Ex 17, 8-13; 2Tim 3, 14-4, 2; Lc 18, 1-8

“É preciso rezar sempre sem desanimar”. No Evangelho deste Domingo, Jesus toma o exemplo da viúva que pede obstinadamente que a justiça lhe seja feita, para ilustrar o seu convite a uma oração perseverante, feita com insistência. Se assim fizermos, “Deus faz-nos justiça”. Quer isso dizer que Deus dar-nos-á o que Ele achar necessário para a nossa vida espiritual e física. Mais do que uma vez Jesus nos pediu que rezássemos assim: sempre, com perseverança, sem desfalecer. S. Paulo fez-nos o mesmo apelo: “Orai sem cessar. Em tudo dai graças. Esta é, de facto, a vontade de Deus a vosso respeito em Jesus Cristo” (1 Tes 5, 17).

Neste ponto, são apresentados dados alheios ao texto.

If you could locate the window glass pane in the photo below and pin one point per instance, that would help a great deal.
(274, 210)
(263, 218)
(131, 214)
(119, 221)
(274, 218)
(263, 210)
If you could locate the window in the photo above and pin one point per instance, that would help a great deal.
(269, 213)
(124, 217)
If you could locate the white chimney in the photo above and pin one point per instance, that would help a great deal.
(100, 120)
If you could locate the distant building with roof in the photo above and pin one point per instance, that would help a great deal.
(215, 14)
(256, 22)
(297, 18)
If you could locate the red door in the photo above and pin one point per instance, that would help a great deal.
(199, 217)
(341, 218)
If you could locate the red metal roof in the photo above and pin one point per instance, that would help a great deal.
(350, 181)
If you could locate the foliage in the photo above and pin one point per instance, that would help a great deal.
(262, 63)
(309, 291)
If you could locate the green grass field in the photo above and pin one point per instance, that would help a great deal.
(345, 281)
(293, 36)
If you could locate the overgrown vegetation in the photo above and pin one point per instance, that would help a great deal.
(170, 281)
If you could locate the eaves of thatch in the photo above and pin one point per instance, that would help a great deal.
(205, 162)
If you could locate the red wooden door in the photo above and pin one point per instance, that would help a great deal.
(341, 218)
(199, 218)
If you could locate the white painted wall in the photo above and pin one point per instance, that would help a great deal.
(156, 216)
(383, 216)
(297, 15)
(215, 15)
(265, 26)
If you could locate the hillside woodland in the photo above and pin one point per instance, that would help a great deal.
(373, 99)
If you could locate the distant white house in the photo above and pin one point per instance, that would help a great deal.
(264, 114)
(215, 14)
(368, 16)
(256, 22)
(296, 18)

«Orai sem cessar». Porquê? Porque a oração é essencial para a pessoa, enquanto ser humano. Fomos criados à imagem de Deus, como um “tu” de Deus, com a possibilidade de estar numa relação de comunhão com Ele. A relação de amizade, o colóquio espontâneo, simples e verdadeiro com Ele – e a oração é sobretudo isto – é constitutivo do nosso ser. Permite que nos tornemos pessoas autênticas, com toda a dignidade de filhos e filhas de Deus.
Criados como um “tu” de Deus, podemos viver em constante relação com Ele, deixando que o Espírito Santo encha de amor o nosso coração, e com a confidência que se tem com o próprio Pai: aquela confidência que leva a falarmos com Ele muitas vezes, a expor-lhe todos os nossos problemas, os nossos pensamentos, os nossos projetos; aquela confidência que nos faz esperar com impaciência o momento dedicado à oração – repartido, durante o dia, noutros compromissos de trabalho, de família –, para nos pormos em contacto profundo com Aquele por Quem nos sentimos amados.

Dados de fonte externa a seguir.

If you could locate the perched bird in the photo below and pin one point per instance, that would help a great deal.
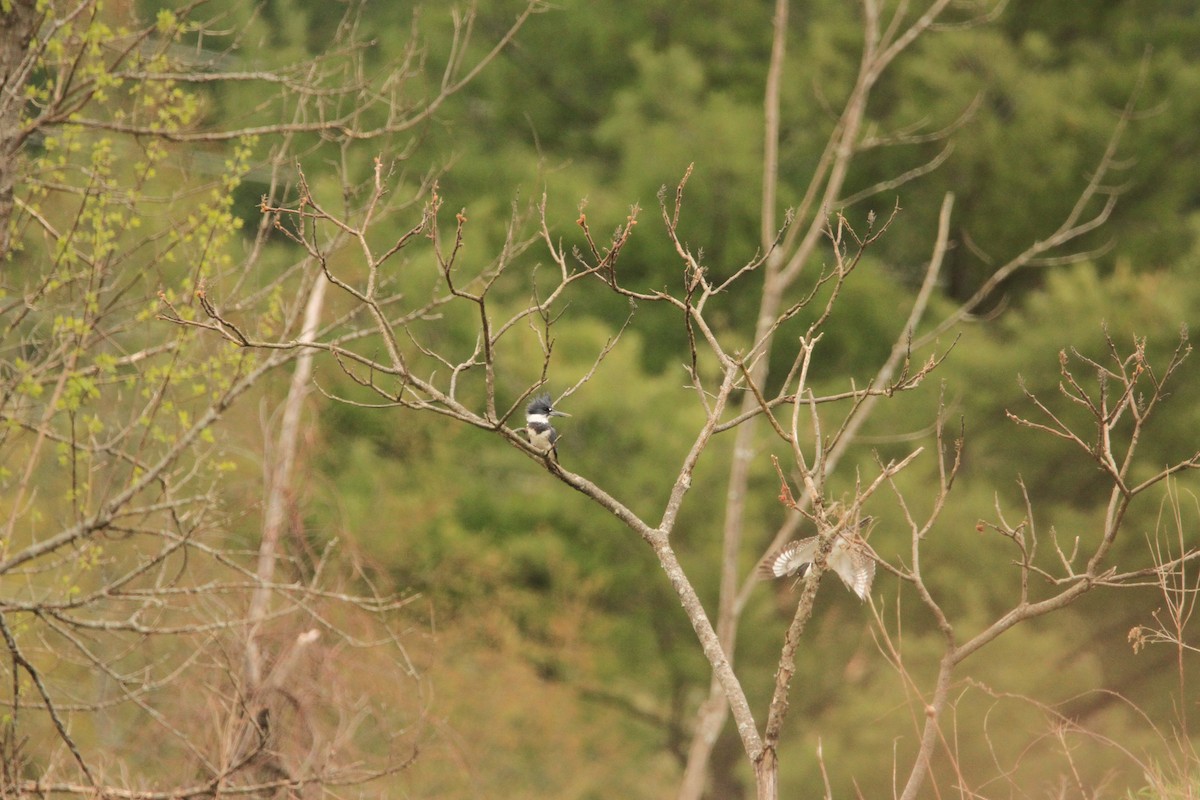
(851, 558)
(540, 432)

É preciso “orar sempre”, não só pelas nossas necessidades, mas também para que possamos colaborar na edificação do Corpo de Cristo e pela plena e visível comunhão dentro da Igreja de Cristo. Trata-se de um mistério que, de certo modo, podemos compreender se pensarmos nos vasos comunicantes. Quando deitamos mais água num dos vasos, o nível do líquido eleva-se em todos eles. O mesmo acontece quando alguém reza. A oração é uma elevação da alma para Deus, para O adorar e Lhe agradecer. Por isso, de modo análogo, quando alguém se eleva, também os outros se elevam.

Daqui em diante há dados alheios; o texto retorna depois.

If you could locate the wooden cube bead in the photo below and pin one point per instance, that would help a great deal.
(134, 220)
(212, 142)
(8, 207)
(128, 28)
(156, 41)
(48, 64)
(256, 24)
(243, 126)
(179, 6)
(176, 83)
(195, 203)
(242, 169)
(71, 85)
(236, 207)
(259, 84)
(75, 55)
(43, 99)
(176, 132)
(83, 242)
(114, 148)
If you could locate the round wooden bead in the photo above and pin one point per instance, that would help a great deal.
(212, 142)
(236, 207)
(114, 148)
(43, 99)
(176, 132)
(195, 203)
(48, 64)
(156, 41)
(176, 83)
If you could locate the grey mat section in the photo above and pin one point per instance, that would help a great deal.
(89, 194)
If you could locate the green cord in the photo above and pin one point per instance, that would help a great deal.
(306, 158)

Como é que podemos “orar sem cessar”, especialmente quando nos encontramos imersos no turbilhão da vida quotidiana? Orientando a alma e a vida para Deus, fazendo a Sua vontade: estudar, trabalhar, sofrer, descansar e, até, morrer por Ele. E chegar ao ponto de já não conseguirmos viver, no dia-a-dia, sem nos pormos de acordo com Ele. Assim, o nosso agir transforma-se numa ação sagrada e o dia inteiro torna-se uma oração. Pode ser um desejo e uma busca do Senhor, uma voz que chega ao céu, uma súplica, um gemido, um canto de louvor e ação de graças, um pedido de perdão.
O objetivo último é vivermos configurados a Cristo “na escuta e meditação da Palavra de Deus, na consciente e ativa participação da vida litúrgica e sacramental da Igreja, na oração individual, familiar e comunitária, na fome e sede de justiça, na prática do mandamento do amor em todas as circunstâncias da vida e no serviço aos irmãos, sobretudo os pequeninos, os pobres e os doentes” (João Paulo II — Vocação e Missão dos Leigos na Igreja e no Mundo, 56).
Neste Dia Missionário Mundial que a nossa oração seja também para que a nossa Igreja anuncie o Evangelho a todos os povos e todos nos convertamos ao seu amor.